There are 2 major points that cost nearly %95 of the whole query operation. The first,
and the obvious point is the actually running the query in the database. There are a couple
points that Reizc an do to optimize this step, including trying to generate the best
possible query while being in a linear motion (for supporting constructs like reference
variables). The code generator (`reiz.reizql.compiler`) went through a couple major
refactors for performance reasons (e.g [#12](https://github.com/reizio/reiz.io/pull/12)).
Also there is a simple/naive [AST optimization pass](https://github.com/reizio/reiz.io/blob/cff3cc6eaad532ac1a956c1f7c7a58d97ea00e4b/reiz/ir/backends/edgeql.py#L461-L513) on
the IR (EdgeQL) itself.

The second part is the actually retrieving the code snippets from the disk itself. We
already store a lot of metadata (like start/end positions, github project etc.) but
the actual 'source' is still on the disk. So after retrieving the filenames from the
query, we simply go and read those files and get the related segments.
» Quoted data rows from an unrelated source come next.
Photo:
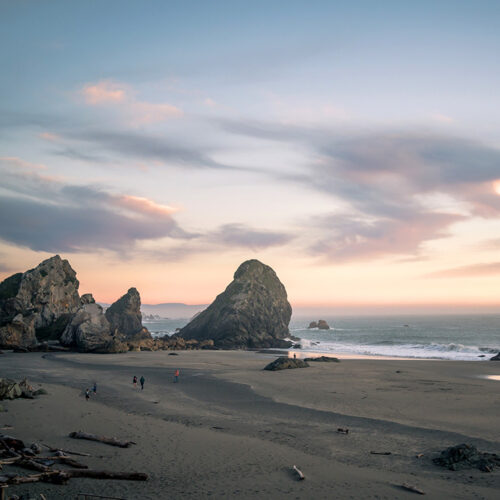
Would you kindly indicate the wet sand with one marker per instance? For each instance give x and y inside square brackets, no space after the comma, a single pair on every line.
[228,429]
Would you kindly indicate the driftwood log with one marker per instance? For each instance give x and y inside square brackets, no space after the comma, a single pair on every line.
[414,489]
[101,439]
[62,477]
[299,473]
[66,452]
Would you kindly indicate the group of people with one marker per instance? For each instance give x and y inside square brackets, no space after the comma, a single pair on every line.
[142,379]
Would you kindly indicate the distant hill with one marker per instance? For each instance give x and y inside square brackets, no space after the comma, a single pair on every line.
[173,310]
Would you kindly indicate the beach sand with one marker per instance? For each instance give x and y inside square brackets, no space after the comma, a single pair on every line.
[228,429]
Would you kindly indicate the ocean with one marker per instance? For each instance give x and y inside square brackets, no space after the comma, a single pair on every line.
[458,337]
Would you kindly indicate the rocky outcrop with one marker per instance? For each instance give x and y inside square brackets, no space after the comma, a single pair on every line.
[467,456]
[88,330]
[286,364]
[321,324]
[323,359]
[38,304]
[125,318]
[253,311]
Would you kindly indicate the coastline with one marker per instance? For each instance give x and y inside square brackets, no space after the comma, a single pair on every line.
[231,429]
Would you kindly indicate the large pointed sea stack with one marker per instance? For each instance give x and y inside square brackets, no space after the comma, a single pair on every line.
[125,317]
[88,329]
[37,304]
[253,311]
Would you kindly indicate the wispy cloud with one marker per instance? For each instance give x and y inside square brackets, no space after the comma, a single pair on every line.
[243,236]
[476,270]
[386,180]
[47,214]
[121,97]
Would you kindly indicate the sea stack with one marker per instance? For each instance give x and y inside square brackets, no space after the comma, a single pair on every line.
[125,317]
[38,304]
[88,329]
[253,311]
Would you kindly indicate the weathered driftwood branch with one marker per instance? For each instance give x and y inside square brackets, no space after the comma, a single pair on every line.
[299,473]
[414,489]
[101,439]
[67,452]
[62,477]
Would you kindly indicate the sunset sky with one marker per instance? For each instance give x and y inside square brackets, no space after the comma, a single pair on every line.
[352,146]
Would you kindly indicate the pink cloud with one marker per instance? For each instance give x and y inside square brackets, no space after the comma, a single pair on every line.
[121,97]
[143,205]
[103,92]
[474,270]
[48,136]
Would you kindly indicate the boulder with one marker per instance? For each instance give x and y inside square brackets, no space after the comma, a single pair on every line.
[38,303]
[88,330]
[466,456]
[9,389]
[285,364]
[324,359]
[321,324]
[125,318]
[253,311]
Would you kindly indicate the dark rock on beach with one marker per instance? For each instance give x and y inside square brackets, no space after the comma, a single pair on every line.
[323,359]
[466,456]
[38,304]
[253,311]
[285,364]
[320,324]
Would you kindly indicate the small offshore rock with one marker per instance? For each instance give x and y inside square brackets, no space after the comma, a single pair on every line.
[286,363]
[324,359]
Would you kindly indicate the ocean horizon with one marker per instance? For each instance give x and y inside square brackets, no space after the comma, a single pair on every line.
[466,337]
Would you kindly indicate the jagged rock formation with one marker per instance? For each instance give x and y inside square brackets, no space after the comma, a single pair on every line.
[253,311]
[125,318]
[286,364]
[38,304]
[89,329]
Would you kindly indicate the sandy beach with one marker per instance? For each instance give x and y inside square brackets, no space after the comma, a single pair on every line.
[228,429]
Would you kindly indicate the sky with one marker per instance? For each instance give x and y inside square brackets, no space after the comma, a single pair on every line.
[352,146]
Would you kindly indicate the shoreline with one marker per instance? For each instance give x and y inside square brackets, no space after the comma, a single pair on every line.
[231,429]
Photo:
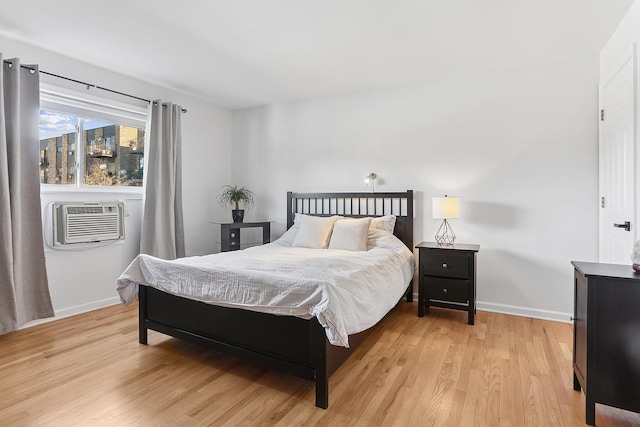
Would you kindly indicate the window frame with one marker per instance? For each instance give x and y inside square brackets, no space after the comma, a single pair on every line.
[84,106]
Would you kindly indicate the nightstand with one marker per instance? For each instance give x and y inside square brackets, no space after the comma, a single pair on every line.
[230,233]
[447,277]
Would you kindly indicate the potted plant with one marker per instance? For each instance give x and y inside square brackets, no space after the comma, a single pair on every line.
[233,195]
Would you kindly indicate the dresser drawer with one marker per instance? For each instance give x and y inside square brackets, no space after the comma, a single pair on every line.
[448,290]
[445,265]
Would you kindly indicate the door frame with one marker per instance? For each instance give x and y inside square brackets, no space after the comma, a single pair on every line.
[629,55]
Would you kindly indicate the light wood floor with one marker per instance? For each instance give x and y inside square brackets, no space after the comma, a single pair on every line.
[90,370]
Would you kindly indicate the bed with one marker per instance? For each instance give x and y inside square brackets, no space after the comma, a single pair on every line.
[296,345]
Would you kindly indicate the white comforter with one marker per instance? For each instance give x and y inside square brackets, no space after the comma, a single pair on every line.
[347,291]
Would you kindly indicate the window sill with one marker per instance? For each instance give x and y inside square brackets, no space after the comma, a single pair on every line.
[131,192]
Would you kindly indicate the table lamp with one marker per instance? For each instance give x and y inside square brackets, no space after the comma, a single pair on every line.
[445,208]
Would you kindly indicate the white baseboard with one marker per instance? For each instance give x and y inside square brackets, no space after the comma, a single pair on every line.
[513,310]
[72,311]
[524,312]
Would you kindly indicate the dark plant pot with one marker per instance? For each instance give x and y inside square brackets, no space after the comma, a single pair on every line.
[237,214]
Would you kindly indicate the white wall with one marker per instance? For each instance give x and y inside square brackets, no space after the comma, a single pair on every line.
[519,147]
[84,280]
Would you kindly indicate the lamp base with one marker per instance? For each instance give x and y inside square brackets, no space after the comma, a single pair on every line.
[445,235]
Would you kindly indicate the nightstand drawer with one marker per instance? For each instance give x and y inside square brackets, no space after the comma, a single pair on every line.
[445,265]
[448,290]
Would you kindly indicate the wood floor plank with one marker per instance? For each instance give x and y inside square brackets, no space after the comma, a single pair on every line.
[90,370]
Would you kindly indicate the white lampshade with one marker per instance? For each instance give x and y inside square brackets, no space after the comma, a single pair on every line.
[446,207]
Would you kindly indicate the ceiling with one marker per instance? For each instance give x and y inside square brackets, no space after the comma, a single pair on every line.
[243,53]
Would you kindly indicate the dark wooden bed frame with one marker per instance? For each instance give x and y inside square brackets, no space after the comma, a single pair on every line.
[291,344]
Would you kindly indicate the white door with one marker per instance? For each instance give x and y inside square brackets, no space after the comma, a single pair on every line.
[617,188]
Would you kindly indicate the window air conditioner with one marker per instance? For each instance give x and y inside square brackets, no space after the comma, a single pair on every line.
[87,222]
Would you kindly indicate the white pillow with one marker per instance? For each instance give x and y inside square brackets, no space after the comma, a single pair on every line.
[314,231]
[350,234]
[387,223]
[288,236]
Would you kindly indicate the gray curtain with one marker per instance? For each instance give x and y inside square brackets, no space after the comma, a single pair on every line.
[24,290]
[162,226]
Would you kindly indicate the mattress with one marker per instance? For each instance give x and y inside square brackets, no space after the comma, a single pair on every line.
[348,291]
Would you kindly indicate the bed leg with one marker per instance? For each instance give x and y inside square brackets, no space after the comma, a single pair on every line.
[142,314]
[322,391]
[319,345]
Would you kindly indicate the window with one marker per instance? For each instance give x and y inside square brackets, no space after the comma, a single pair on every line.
[87,141]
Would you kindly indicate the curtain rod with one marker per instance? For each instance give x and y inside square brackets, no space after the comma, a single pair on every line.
[184,110]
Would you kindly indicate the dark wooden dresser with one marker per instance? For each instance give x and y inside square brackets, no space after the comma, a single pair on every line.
[606,336]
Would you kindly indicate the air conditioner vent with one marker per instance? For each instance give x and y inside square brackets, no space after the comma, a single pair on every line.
[87,222]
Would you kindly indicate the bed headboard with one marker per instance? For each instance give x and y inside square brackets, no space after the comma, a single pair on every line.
[357,205]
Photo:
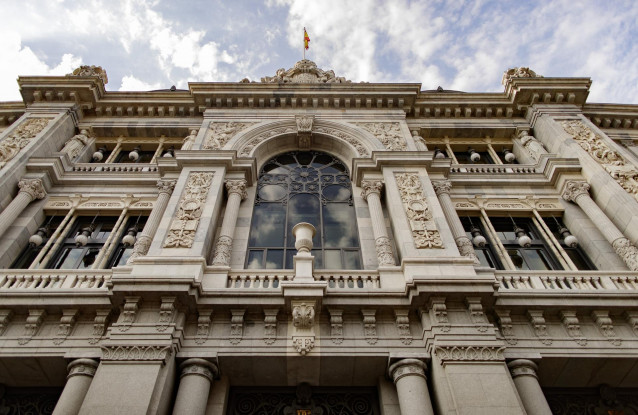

This is an area
that is open to more optimizations (we could statically determine the byte-range and
only fetch it, we could parallelize this for multiple matches \[the default resultset
come with 10 matches\], ...), though these won't have the same effects as in getting
a better speed in the DB.

Of course alongside these, there have been tons of ways to optimize postgresql itself
for different workloads, though it is outside of the Reiz project.

## Setup

Machine;

|              |                        |
| ------------ | ---------------------- |
| provider     | digital ocean          |
| service type | droplet (basic plan)   |
| cpu          | (shared) 2vCPU         |
| ram          | 2GB                    |
| disk         | regular SSD (not NVME) |

IndexDB;

|                 |            |
| --------------- | ---------- |
| total files     | 53k        |
| total AST nodes | 17 521 894 |

Benchmark script is present at the source checkout (`scripts/benchmark_doc.py`).